Describes how the default output should be calculated. The value must be on the form aggregator(expression). The expression is used to combine the low-level similarity measures between the query and individual elements in the field that matched the query. The aggregator will be used to aggregate the output of the expression across matched elements. The available aggregators are max, avg and sum. The available expression operators are +, -, *, / and ^. Parentheses may be used to override default operator precedence. Note that you must quote the expression using "expression". Terminals can be numbers or any of the following symbols:

p	normalized proximity measure
o	normalized term ordering measure
q	normalized query coverage
f	normalized field coverage
w	element weight

output.name N/A Define an additional feature output called name. The value describes how the output should be calculated and has the same syntax as the default output described above. Example create a new output which can be accessed as elementSimilarity(tags).sumW: elementSimilarity(tags).output.sumW: "sum(w)"

attributeMatch

fieldCompletenessImportance

0.05

A number between 0 and 1 that determines the importance of field completeness in relation to query completeness in the match and completeness metrics.

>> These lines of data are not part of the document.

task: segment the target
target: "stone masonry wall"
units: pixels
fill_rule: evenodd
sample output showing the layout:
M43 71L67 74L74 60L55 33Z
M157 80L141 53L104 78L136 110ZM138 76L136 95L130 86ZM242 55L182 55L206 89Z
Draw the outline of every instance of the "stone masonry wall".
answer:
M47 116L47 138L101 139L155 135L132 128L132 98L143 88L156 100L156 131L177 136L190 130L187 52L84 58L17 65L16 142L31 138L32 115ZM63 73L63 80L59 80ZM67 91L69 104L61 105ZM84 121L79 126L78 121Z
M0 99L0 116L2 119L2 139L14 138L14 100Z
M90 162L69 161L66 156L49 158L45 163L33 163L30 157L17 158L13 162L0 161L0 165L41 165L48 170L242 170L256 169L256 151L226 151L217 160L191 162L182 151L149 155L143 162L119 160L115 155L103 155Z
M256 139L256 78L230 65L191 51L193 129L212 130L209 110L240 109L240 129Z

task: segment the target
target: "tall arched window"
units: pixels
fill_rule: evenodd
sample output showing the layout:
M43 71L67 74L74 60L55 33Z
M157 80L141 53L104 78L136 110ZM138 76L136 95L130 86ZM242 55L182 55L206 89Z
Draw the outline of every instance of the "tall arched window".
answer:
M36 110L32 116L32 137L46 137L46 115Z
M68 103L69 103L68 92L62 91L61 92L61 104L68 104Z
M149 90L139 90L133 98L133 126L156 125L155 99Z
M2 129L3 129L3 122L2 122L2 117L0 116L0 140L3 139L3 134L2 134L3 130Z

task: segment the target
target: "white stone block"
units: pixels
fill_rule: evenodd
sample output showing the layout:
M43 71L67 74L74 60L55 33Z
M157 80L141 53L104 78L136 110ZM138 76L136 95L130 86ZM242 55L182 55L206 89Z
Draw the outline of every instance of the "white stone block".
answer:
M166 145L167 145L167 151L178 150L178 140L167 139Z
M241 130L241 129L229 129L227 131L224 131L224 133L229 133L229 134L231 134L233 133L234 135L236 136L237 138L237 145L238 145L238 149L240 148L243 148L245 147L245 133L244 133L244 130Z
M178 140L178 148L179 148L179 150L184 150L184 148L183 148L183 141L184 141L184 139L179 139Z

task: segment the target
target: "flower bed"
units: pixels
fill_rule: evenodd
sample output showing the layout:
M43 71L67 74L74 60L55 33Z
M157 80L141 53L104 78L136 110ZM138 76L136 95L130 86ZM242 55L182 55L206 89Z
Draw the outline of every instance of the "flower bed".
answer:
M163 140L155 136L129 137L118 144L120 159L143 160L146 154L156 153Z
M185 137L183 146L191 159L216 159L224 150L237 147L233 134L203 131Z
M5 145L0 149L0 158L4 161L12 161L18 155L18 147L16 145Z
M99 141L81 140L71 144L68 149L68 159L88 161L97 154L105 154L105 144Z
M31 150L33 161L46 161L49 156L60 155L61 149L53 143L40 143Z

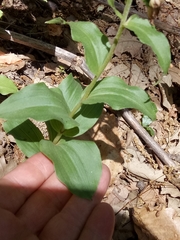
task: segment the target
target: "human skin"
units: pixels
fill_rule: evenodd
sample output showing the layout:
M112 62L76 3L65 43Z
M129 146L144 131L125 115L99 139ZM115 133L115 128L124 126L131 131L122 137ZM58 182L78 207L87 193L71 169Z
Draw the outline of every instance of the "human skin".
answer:
M52 162L38 153L0 180L0 238L3 240L110 240L114 213L101 203L110 173L92 200L72 195L57 179Z

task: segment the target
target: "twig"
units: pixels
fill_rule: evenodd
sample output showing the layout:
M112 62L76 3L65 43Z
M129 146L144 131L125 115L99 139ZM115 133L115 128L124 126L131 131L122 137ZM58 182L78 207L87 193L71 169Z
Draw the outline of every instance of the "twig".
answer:
M72 66L75 64L90 79L93 78L93 74L88 69L82 57L78 57L77 55L70 53L62 48L55 47L51 44L30 37L26 37L24 35L12 31L4 30L2 28L0 28L0 37L54 55L59 59L60 62L68 66ZM175 166L174 162L168 157L168 155L163 151L163 149L154 141L154 139L150 137L150 135L145 131L145 129L141 127L141 125L136 121L136 119L128 109L122 110L122 117L136 131L136 133L147 143L147 145L151 147L152 151L159 157L159 159L164 164Z
M149 133L138 123L133 114L127 109L120 111L122 117L132 127L132 129L142 138L145 143L153 150L158 158L166 165L175 166L168 154L154 141Z
M97 2L103 3L103 4L107 5L107 6L109 6L106 0L97 0ZM124 10L124 4L123 3L118 3L118 2L115 1L115 6L116 6L116 8L120 12L123 12L123 10ZM144 18L144 19L148 18L146 14L138 12L138 11L136 11L134 9L130 10L130 15L132 15L132 14L137 14L138 16L140 16L141 18ZM175 27L175 26L173 26L171 24L168 24L168 23L165 23L165 22L161 22L161 21L159 21L157 19L154 20L154 25L157 28L159 28L161 30L164 30L164 31L166 31L168 33L172 33L174 35L180 36L180 28L179 27Z
M75 68L79 67L89 78L93 77L93 74L89 71L83 57L79 57L71 52L68 52L49 43L27 37L13 31L4 30L3 28L0 28L0 37L6 40L10 40L12 42L23 44L31 48L35 48L37 50L41 50L50 55L54 55L58 58L59 62L67 66Z

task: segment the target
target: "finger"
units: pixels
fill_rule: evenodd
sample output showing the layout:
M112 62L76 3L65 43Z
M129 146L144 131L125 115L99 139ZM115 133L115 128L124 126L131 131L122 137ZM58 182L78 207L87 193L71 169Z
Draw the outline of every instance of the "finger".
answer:
M53 164L38 153L0 180L0 207L16 212L54 172Z
M107 203L97 205L90 215L79 240L110 240L114 230L115 217Z
M72 196L63 210L52 218L40 234L40 239L74 240L80 232L93 208L102 200L109 184L110 173L103 166L102 176L92 200Z
M37 236L29 232L15 215L0 209L0 233L3 240L38 240Z
M29 231L37 233L61 211L71 196L67 187L57 179L54 173L30 196L16 216Z

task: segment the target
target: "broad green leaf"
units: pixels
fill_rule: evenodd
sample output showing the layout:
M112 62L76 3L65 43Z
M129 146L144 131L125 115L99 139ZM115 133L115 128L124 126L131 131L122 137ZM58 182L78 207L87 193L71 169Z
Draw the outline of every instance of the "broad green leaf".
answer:
M80 102L83 89L70 74L59 85L59 88L66 100L70 110ZM74 119L79 124L78 127L68 129L63 132L64 136L79 136L89 130L98 120L102 113L103 104L83 105L74 115Z
M68 22L71 37L81 42L85 50L86 63L94 75L97 75L110 49L108 38L92 22Z
M7 95L17 92L18 89L12 80L5 75L0 75L0 94Z
M54 128L52 127L50 122L51 122L51 120L46 121L45 124L46 124L46 127L47 127L49 140L53 141L55 139L56 135L57 135L57 132L54 130Z
M115 0L108 0L107 2L109 4L109 6L114 10L116 16L118 16L121 19L122 18L122 14L115 7L115 4L114 4Z
M40 142L41 152L52 160L58 179L75 195L91 199L97 189L102 164L94 142L70 140L54 145Z
M79 127L73 129L67 129L64 131L64 136L80 136L87 132L99 119L102 110L103 103L96 103L92 105L81 106L81 109L75 114L74 119L79 124Z
M58 120L53 119L53 120L50 120L49 122L50 122L52 128L56 131L56 133L63 131L63 125Z
M156 118L156 106L139 87L127 85L119 77L107 77L98 82L84 104L107 103L114 110L135 108L151 119Z
M131 16L124 24L124 27L133 31L142 43L152 48L157 55L160 67L167 74L171 62L171 52L165 35L158 32L147 19L142 19L137 15Z
M70 111L73 110L76 104L79 103L83 92L80 83L73 78L72 74L69 74L63 79L58 87L61 90Z
M69 108L60 89L49 89L44 83L29 85L3 101L0 117L22 121L28 118L37 121L56 119L65 129L78 125L69 117Z
M18 147L27 157L40 152L39 141L43 139L43 135L30 120L26 120L17 126L15 120L4 122L3 128L8 133L14 136Z

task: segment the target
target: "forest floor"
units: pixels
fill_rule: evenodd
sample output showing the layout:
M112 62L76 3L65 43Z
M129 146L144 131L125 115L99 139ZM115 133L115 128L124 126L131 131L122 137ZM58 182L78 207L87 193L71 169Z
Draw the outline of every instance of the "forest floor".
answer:
M122 7L124 1L119 2ZM3 0L0 27L35 38L83 56L81 44L71 40L67 27L47 25L53 17L65 20L92 21L112 41L119 20L106 1ZM132 12L147 18L141 0L133 1ZM166 76L158 66L156 56L130 31L125 30L104 76L116 75L126 83L144 89L156 104L156 121L150 124L154 140L176 164L180 161L180 2L164 0L154 21L171 46L172 61ZM41 49L42 50L42 49ZM53 54L5 40L0 34L0 73L12 79L18 89L45 82L57 86L69 73L89 83L83 72L67 63L62 64ZM1 101L5 98L0 96ZM141 122L142 114L133 110ZM93 139L102 160L111 170L111 183L103 199L116 213L113 240L180 239L180 191L167 180L164 167L147 144L142 141L123 117L104 107L98 123L84 135ZM24 161L12 136L0 131L0 177ZM168 171L168 170L167 170ZM172 174L168 173L169 175ZM179 175L178 177L179 178Z

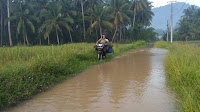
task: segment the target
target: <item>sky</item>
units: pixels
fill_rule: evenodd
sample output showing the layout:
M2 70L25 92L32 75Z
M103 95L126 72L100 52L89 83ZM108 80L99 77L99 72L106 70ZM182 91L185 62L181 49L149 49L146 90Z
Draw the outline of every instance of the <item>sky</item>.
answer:
M168 1L186 2L189 3L190 5L196 5L200 7L200 0L149 0L149 1L153 2L152 5L154 6L154 8L167 5L169 4L167 3Z

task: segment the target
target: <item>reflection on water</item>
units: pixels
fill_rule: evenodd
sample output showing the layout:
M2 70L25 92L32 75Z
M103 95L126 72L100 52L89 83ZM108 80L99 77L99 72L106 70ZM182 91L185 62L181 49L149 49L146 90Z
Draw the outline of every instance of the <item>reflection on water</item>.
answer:
M167 51L136 50L97 65L8 112L173 112Z

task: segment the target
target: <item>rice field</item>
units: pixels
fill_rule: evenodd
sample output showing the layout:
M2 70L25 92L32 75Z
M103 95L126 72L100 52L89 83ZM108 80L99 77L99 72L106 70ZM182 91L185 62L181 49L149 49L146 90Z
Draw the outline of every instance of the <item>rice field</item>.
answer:
M30 99L91 65L146 45L145 41L114 44L114 53L108 54L104 61L97 59L93 43L1 47L0 110Z

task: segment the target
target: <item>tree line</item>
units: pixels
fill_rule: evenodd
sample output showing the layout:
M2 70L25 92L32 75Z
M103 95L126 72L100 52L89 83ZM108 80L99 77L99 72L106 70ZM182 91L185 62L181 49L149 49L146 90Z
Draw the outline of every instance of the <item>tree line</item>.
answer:
M200 39L200 8L191 6L184 10L184 15L175 30L176 40L199 40Z
M3 45L94 42L105 33L112 42L151 41L148 0L1 0Z

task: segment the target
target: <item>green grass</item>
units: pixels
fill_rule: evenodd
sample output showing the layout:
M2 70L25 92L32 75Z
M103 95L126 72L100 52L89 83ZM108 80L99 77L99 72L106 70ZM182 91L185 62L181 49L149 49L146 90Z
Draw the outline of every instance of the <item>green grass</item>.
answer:
M90 43L0 48L0 110L30 99L91 65L145 45L145 41L114 44L114 53L104 61L97 59Z
M167 84L183 112L200 111L200 47L192 43L173 43L165 60Z
M156 48L168 48L170 43L167 43L165 41L158 41L154 44L154 47Z

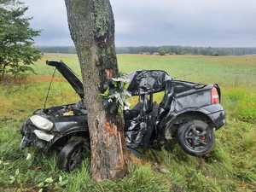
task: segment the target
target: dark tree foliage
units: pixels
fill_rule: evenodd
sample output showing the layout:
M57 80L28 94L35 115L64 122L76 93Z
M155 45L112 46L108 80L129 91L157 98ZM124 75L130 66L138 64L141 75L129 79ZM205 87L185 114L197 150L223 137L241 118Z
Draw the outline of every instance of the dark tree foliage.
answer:
M6 73L15 77L26 71L41 56L33 47L39 31L30 27L31 18L25 16L27 7L15 0L0 0L0 79Z

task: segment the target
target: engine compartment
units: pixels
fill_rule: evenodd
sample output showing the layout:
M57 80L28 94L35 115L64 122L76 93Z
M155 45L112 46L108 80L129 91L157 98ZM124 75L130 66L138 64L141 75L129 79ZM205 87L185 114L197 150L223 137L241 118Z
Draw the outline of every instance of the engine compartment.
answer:
M80 101L73 104L39 109L34 114L45 114L51 117L79 116L87 114L87 110L84 107L82 101Z

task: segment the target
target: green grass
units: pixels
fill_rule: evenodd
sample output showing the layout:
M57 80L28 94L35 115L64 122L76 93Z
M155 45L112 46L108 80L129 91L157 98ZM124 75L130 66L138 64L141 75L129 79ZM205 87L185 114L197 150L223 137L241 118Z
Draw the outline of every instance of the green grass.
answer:
M72 173L55 167L56 154L19 150L20 127L44 106L53 69L46 60L62 60L79 74L74 55L45 55L32 75L0 85L0 191L187 192L256 190L256 56L119 55L121 72L162 69L183 80L218 83L223 91L227 125L217 131L214 150L204 160L184 154L178 145L145 151L142 163L130 165L119 181L96 183L90 160ZM162 95L156 96L160 101ZM47 106L74 102L79 97L57 75ZM131 101L136 102L136 99ZM27 153L32 158L26 160ZM160 171L164 169L165 172ZM53 181L47 179L52 177Z

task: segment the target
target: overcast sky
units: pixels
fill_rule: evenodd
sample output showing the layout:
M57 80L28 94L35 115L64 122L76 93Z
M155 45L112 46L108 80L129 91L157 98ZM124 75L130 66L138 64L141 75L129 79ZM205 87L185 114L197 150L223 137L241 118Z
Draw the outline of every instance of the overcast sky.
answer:
M22 1L22 0L21 0ZM23 0L38 45L73 45L64 0ZM111 0L117 46L256 47L255 0Z

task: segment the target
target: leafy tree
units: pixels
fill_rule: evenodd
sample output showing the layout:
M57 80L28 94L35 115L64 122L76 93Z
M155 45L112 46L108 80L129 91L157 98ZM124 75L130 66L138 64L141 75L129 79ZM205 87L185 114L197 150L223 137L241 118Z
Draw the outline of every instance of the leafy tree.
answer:
M39 31L30 27L32 18L25 16L27 7L16 0L0 0L0 79L9 73L15 77L26 71L41 56L33 47Z

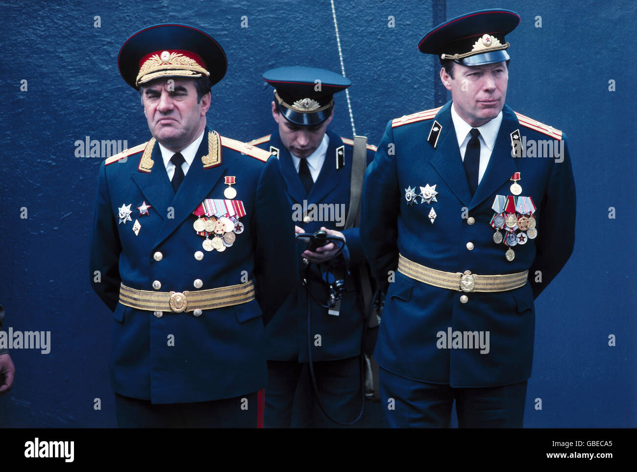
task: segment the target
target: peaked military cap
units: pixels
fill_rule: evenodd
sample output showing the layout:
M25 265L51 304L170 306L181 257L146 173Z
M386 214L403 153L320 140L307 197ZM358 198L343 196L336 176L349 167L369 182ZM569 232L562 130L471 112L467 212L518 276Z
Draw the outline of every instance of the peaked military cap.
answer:
M318 125L334 108L334 94L352 82L340 74L316 68L281 67L263 73L263 80L275 87L279 111L302 126Z
M480 66L509 59L505 40L520 24L520 16L508 10L471 11L438 25L420 39L420 52L436 54L442 64Z
M161 24L140 29L122 45L117 65L134 89L160 77L201 77L214 85L225 75L225 53L215 39L192 26Z

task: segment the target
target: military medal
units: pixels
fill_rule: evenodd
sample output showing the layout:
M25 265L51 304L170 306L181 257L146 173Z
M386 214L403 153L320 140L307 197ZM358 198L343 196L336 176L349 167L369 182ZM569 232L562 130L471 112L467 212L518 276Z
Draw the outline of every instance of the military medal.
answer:
M232 187L236 183L236 177L234 175L225 176L225 182L224 182L228 188L224 190L224 196L229 200L232 200L237 196L237 191Z
M141 205L140 205L139 206L137 206L136 208L138 210L140 210L140 217L142 216L142 215L148 215L150 217L150 213L148 213L148 209L149 208L152 208L153 207L151 206L150 205L146 204L146 201L145 200L143 203L142 203Z
M404 199L407 201L407 204L411 206L414 204L418 204L418 196L415 192L416 187L412 188L409 185L404 189Z
M205 240L203 240L203 242L201 243L201 245L203 247L203 248L205 249L208 252L214 249L214 247L212 245L212 241L210 241L210 240L209 240L208 238L206 238Z
M437 217L437 216L438 216L438 215L436 214L436 211L434 211L434 208L432 206L431 207L431 211L429 211L429 221L431 222L431 224L434 224L434 222L436 220L436 217Z
M511 193L512 193L513 195L519 195L520 194L522 193L522 187L520 187L520 184L517 183L517 181L519 180L520 180L519 172L516 172L515 174L511 176L511 178L509 179L509 180L513 181L513 183L512 184L511 188L510 189L510 190L511 190Z
M122 206L117 209L117 211L118 213L118 216L120 218L119 224L122 224L122 223L126 224L127 221L132 221L132 218L131 218L131 213L132 213L132 211L131 211L131 206L132 204L132 203L130 203L127 205L122 203Z
M433 187L429 187L429 184L427 183L424 187L420 187L420 193L418 196L422 199L420 200L420 203L427 202L427 204L431 204L431 202L438 201L436 199L436 195L438 195L438 192L436 191L436 185Z

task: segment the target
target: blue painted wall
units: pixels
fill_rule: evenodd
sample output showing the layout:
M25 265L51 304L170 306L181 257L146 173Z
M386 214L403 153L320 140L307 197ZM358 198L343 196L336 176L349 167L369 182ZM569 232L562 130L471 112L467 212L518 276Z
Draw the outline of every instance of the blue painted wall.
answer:
M578 185L575 254L536 302L525 426L635 427L637 71L626 46L634 36L636 8L620 1L530 3L476 7L520 14L522 24L507 36L507 102L567 133ZM334 4L358 134L377 143L389 119L441 104L436 60L416 45L445 14L457 16L471 5ZM0 11L4 329L50 331L52 345L48 354L11 351L17 375L0 399L0 427L115 426L111 315L85 278L100 160L76 157L75 143L89 136L133 146L149 138L137 92L117 71L120 46L156 23L190 23L209 32L225 48L229 68L213 89L208 122L222 134L248 140L271 131L271 91L261 79L263 71L295 64L340 71L330 2L62 0L3 2ZM96 15L101 27L94 27ZM390 16L394 27L388 27ZM610 80L615 92L608 90ZM351 136L344 94L337 96L331 127ZM615 219L608 218L610 206ZM617 336L616 347L608 347L609 334ZM533 407L538 397L541 411Z

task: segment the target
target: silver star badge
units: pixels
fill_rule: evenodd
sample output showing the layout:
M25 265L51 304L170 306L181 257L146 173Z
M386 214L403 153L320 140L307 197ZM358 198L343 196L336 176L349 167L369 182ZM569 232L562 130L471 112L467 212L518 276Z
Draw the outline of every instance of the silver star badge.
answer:
M429 220L431 222L431 224L433 224L434 222L436 221L436 217L438 215L436 214L436 211L434 211L433 208L432 208L431 211L429 211Z
M404 199L407 201L407 204L411 206L414 203L418 204L418 196L416 195L416 187L413 189L411 187L408 186L408 188L404 189Z
M117 211L119 212L120 224L122 223L126 224L127 221L132 221L132 219L131 218L131 213L132 213L131 211L131 206L132 204L131 203L126 205L125 203L122 203L122 206L117 209Z
M427 183L424 187L420 187L420 193L418 196L422 199L420 200L420 203L426 201L427 204L431 204L431 202L438 201L436 199L436 195L438 195L438 192L436 191L436 185L430 187L429 184Z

maxWeight 256 The maximal weight when calculating attributeMatch(<name>).normalizedWeight. Weights higher than this will not have any effect on this feature.

closeness

maxDistance

9013305.0

The maximal distance when calculating closeness(<name>). Distances higher than this will not have any effect on this feature. The default is about 1000 km (1 km is about 9013.305 microdegrees).

scaleDistance

45066.525

Basic scale for distances when calculating closeness(<name>).logscale. The default is about 5 km.

Deprecated: use halfResponse instead

halfResponse 593861.739 The distance that should give an output of 0.5 when calculating closeness(<name>).logscale. The default is about 65.89 km (must be in the range [1, maxDistance/2>). Use this parameter to fine-tune the distance range where half of the dynamics of the logscale function will be used.

freshness

maxAge

3*30*24*60*60

The maximal age in seconds when calculating freshness(<name>). Ages older than this will not have any effect on this feature. The default is about 3 months.

halfResponse 7*24*60*60 The age in seconds that should give an output of 0.5 when calculating freshness(<name>).logscale. The default is 7 days (must be in the range [1, maxAge/2>). Use this parameter to fine-tune the age range where half of the dynamics of the logscale function will be used.

random

seed

Current time in microseconds

The random seed.

randomNormal

seed

Current time in microseconds

The random seed for randomNormal.

foreach

maxTerms

Specifies how many query term indices to iterate over ([0, maxTerms>) when using dimension terms.